Como decía un Cartujo la vida espiritual no consiste en un progreso, en un añadir una cosa a la otra, en crecer, en volverse mañana mayor que hoy... Por el contrario, se trata de decrecer (si se me permite decirlo así), en realidad: de un despojo liberador...
La inteligencia, decía nuestro monje, ha de volver a su origen virginal, a esa claridad primera de la aurora, donde toda la vida brota y se gesta en el nacimiento de Dios.
Esta es la realidad, y no hay otra. Quiera el Señor bendecirnos y llevarnos así hasta Él y aprendamos nosotros de nuestra Madre Santísima a engendrar al Verbo en nuestro corazón por la Fe.
(1) Téngase presente que la vida contemplativa no es patrimonio de ninguna institución, aunque muchas de ellas, sobre todo las monásticas, invoquen tal título.
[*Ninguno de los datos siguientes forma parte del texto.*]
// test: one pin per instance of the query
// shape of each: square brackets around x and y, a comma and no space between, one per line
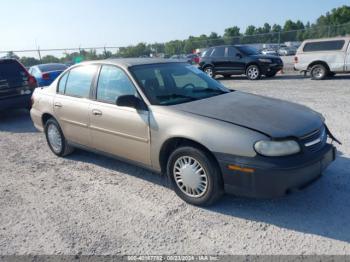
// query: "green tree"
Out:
[232,35]
[12,55]
[251,30]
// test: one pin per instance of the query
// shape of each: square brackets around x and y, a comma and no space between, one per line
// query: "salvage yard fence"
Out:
[77,54]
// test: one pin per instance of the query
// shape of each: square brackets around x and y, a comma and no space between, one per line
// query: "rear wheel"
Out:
[271,74]
[318,72]
[331,74]
[253,72]
[55,138]
[209,70]
[195,176]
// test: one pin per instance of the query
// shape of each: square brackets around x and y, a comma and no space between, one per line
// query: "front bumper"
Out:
[274,176]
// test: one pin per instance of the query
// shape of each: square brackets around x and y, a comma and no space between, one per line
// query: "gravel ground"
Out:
[91,204]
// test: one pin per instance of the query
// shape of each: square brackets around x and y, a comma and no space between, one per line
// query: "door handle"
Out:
[58,104]
[96,112]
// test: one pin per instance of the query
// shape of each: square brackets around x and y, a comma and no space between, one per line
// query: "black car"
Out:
[238,60]
[16,85]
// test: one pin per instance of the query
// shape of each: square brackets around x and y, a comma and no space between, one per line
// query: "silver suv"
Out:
[324,57]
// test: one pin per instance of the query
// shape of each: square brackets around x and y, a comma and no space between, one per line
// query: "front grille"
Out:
[315,140]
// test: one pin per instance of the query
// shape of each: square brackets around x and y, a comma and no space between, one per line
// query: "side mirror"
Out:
[131,101]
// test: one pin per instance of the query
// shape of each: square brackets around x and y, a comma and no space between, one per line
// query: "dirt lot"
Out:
[96,205]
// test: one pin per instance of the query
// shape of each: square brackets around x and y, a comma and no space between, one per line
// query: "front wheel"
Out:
[195,176]
[55,138]
[318,72]
[253,72]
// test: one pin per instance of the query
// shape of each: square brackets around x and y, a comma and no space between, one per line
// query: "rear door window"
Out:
[218,52]
[232,52]
[324,46]
[112,83]
[79,81]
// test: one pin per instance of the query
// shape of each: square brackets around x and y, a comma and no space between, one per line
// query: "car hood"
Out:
[272,117]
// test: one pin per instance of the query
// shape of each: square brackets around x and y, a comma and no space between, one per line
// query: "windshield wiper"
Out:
[209,90]
[176,96]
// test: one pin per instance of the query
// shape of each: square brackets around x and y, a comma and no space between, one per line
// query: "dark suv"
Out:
[16,85]
[238,60]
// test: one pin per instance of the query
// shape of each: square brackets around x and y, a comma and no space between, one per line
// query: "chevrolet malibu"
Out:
[172,118]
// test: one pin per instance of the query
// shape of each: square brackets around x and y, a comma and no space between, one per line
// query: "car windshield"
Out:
[52,67]
[175,83]
[248,50]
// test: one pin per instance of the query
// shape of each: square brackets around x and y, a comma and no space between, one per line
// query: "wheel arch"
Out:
[252,63]
[174,142]
[318,62]
[45,117]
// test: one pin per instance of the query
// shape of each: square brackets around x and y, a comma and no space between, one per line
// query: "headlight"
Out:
[265,60]
[277,148]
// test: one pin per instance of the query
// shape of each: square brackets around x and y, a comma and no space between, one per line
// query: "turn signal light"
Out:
[242,169]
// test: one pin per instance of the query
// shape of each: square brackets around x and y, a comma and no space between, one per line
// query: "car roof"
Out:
[346,38]
[128,62]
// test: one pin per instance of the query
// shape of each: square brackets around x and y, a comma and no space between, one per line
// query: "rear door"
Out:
[218,58]
[347,57]
[120,131]
[14,80]
[71,103]
[235,60]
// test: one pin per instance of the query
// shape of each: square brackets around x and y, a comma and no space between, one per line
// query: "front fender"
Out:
[218,136]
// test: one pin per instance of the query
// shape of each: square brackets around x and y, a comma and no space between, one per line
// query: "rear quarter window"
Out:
[324,46]
[11,69]
[79,81]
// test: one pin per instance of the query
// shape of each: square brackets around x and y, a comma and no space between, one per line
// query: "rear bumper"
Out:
[274,177]
[21,101]
[269,68]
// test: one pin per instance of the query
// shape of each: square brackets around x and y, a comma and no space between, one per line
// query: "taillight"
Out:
[196,60]
[45,76]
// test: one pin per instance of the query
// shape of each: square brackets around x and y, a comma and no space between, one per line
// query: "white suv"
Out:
[324,57]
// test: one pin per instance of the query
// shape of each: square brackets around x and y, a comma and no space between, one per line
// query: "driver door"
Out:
[120,131]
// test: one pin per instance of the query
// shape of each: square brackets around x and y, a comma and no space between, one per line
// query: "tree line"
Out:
[333,23]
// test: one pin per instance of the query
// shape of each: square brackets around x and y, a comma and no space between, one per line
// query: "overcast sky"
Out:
[74,23]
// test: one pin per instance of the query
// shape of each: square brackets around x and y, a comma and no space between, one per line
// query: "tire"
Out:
[270,74]
[209,70]
[53,132]
[200,188]
[253,72]
[318,72]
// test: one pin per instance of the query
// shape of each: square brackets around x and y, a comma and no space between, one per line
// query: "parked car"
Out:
[192,58]
[16,85]
[45,74]
[324,57]
[238,60]
[172,118]
[287,51]
[269,51]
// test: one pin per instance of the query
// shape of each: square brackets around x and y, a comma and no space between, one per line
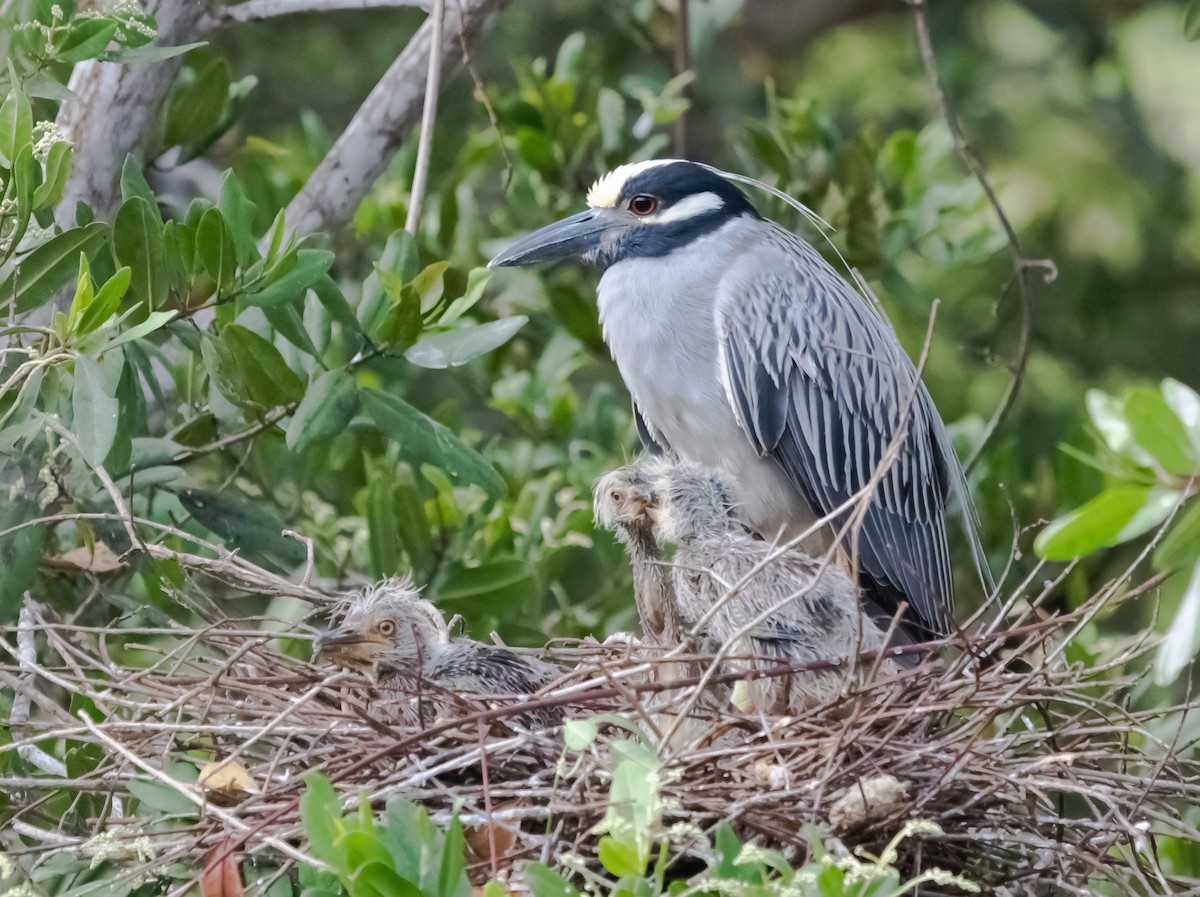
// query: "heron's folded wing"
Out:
[819,381]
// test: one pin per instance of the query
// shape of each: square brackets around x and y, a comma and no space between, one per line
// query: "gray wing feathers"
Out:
[820,383]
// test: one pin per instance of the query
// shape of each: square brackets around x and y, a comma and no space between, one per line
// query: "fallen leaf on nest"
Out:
[225,782]
[221,876]
[99,560]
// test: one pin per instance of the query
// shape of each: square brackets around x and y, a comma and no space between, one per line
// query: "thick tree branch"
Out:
[383,121]
[1021,265]
[115,109]
[261,10]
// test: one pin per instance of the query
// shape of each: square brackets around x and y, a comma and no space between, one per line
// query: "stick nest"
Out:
[1041,774]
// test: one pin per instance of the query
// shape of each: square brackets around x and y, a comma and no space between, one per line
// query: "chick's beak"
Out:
[569,238]
[347,648]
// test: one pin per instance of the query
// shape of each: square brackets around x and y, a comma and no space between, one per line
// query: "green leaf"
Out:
[106,302]
[1192,20]
[1181,546]
[133,182]
[52,264]
[477,281]
[16,126]
[400,258]
[467,342]
[424,440]
[1114,517]
[328,405]
[94,404]
[1186,403]
[580,734]
[1108,416]
[430,284]
[294,281]
[87,40]
[322,813]
[214,245]
[1179,646]
[239,216]
[545,882]
[619,859]
[58,169]
[196,108]
[137,242]
[150,53]
[1159,431]
[383,523]
[154,321]
[268,379]
[244,523]
[331,299]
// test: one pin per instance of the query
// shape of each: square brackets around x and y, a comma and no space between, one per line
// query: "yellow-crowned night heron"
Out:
[393,633]
[747,351]
[768,604]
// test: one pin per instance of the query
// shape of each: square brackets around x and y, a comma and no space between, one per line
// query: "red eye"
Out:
[643,204]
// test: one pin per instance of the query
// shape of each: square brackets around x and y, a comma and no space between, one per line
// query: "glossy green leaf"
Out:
[52,264]
[465,343]
[239,216]
[214,245]
[155,320]
[400,258]
[477,281]
[1159,431]
[244,523]
[268,379]
[58,169]
[106,302]
[1186,403]
[87,40]
[16,126]
[545,882]
[1108,416]
[1115,516]
[309,268]
[137,242]
[149,53]
[1181,546]
[424,440]
[196,108]
[328,405]
[1182,639]
[133,182]
[94,404]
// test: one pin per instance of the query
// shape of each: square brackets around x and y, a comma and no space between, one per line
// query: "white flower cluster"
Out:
[46,134]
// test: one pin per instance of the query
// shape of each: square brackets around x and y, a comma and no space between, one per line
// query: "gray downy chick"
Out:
[725,579]
[394,634]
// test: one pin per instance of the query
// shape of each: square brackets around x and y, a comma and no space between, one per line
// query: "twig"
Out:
[261,10]
[23,699]
[429,116]
[682,64]
[365,149]
[1021,265]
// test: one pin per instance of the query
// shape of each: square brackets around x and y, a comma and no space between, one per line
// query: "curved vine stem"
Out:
[1021,265]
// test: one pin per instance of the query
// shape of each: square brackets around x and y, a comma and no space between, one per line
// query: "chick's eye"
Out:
[643,204]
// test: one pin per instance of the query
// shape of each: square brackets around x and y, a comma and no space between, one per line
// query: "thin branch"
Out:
[262,10]
[682,64]
[429,116]
[1021,265]
[382,124]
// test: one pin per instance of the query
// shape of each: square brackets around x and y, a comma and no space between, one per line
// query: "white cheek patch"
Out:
[606,191]
[688,208]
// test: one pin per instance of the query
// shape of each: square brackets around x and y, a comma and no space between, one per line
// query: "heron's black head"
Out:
[641,210]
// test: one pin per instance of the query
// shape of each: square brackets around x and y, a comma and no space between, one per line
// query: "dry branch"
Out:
[382,124]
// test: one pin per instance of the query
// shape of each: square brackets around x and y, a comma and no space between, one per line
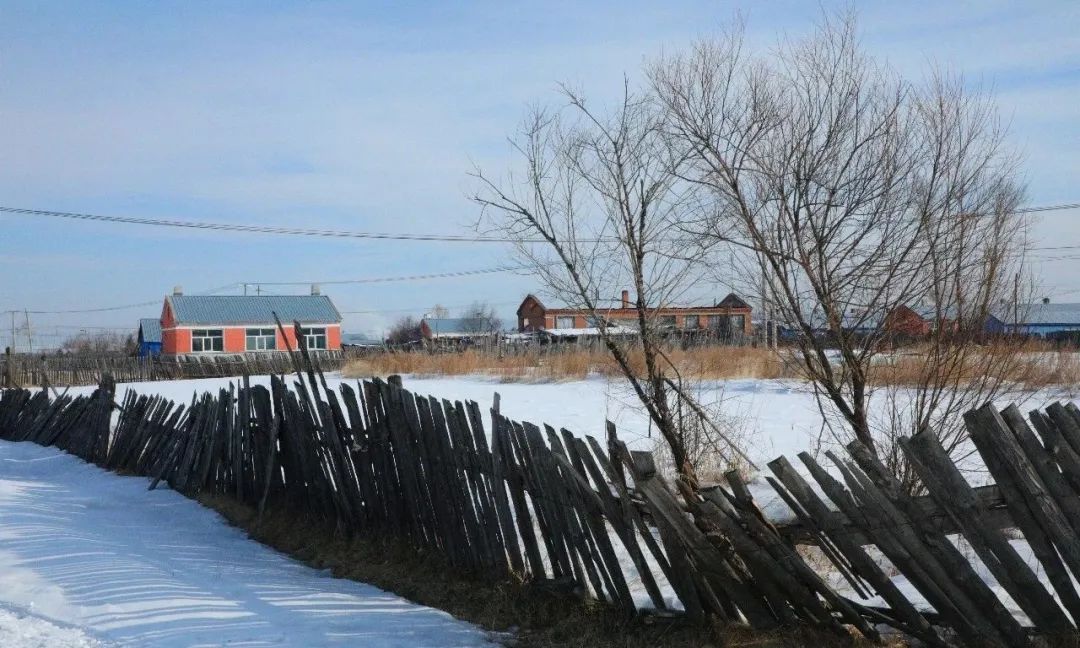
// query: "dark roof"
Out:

En Occidente esto ha sido un defecto de innúmeras consecuencias, al pretender fijar en normas de una ley externa los límites de tal o cual espíritu. Toda institución religiosa es de origen monástico, desde el momento que los votos sólo pueden entenderse con semejante abolengo y raíz. Fuera de ese clima pierden su sentido y se convierten en meros requisitos, más o menos convenientes, según las actividades “ministeriales”. La profesión de los votos monásticos es un verdadero fin y no un medio para otra cosa posterior. La unión con Dios no es “medio”, es el fin de la vida.